Even The Daily Mail sees it that way:
Labour will be desperate to avoid signs of another collapse in house prices in the run up to the general election, expected in May, and a stamp duty cut - reported last night by the BBC - would be an ideal way of propping up the market.
I don't like Stamp Duty Land Tax, like most land or property taxes, it is almost deliberately badly designed, it's as if they were trying to bring such taxes into disrepute (a weird mixture of Poll Taxes, transaction taxes and jealousy surcharges), but the only people who'll benefit from this are people who sell up in the near future. If I were in the market for a house - oh, I am - then I'd rather wait another year or two, as prices are set to fall by considerably more than one per cent.
Are you all set?
1 hour ago
2 comments:
I love the idea that some pundits are pushing that 'house prices will gently trend downwards over the next few years' as they adjust back to trend gowth.
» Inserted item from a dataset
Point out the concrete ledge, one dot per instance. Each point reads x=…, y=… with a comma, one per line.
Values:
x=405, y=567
Like fuck they will. Markets hardly ever work like that. Once the participants realise that the prices are starting to slide they start getting desparate to sell hence accelarating the price decline.
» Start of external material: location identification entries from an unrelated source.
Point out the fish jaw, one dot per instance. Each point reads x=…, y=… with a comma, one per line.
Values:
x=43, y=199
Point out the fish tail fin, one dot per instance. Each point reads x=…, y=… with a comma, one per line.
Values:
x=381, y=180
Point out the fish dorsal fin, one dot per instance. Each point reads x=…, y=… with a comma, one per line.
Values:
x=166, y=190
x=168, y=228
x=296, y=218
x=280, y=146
Darling Brown Balls is right though. Keeping the house prices afloat with QE has to be good for his chances with all the homeownerist phantasists out there.
Lola,
Never listen to TV pundits on anything. They just don't do the level of analysis that people who've been involved in the specialist areas have.
The #1 thing about the housing market is how much of it is "bubble" and the effects of that.
FTBs partly buy because of fear of not getting on "the ladder". They may not necessarily even want a house at that moment, but that fear will drive them into buying earlier. Once they realise that no-one else is rushing to get houses, the panic wears off.
Likewise buy-to-let people. Most of them didn't just see the rental income as a benefit. They also saw the capital increase as beneficial (and right now, of course, they're seeing that going down).
It's why prices will actually get very cheap in a few years. They'll have to fall so low that people will look at prices and see that they're getting a bargain at the price and "confidence" will start to return.
My guess on the housing market? It hasn't bottomed out yet. How far from the bottom it is, I don't know.
Using Nationwide's HPI, Q2 2007 to Q2 2009 has seen a drop of 15%. Q2 1989 to Q2 1994 was a drop of 17.48%. So our drop isn't even at 90s decline yet, and my instinct tells me that the 2000s boom was even larger than the 90s one, so needs to fall more than 17.48% (my guess is it will fall by as much as 20%).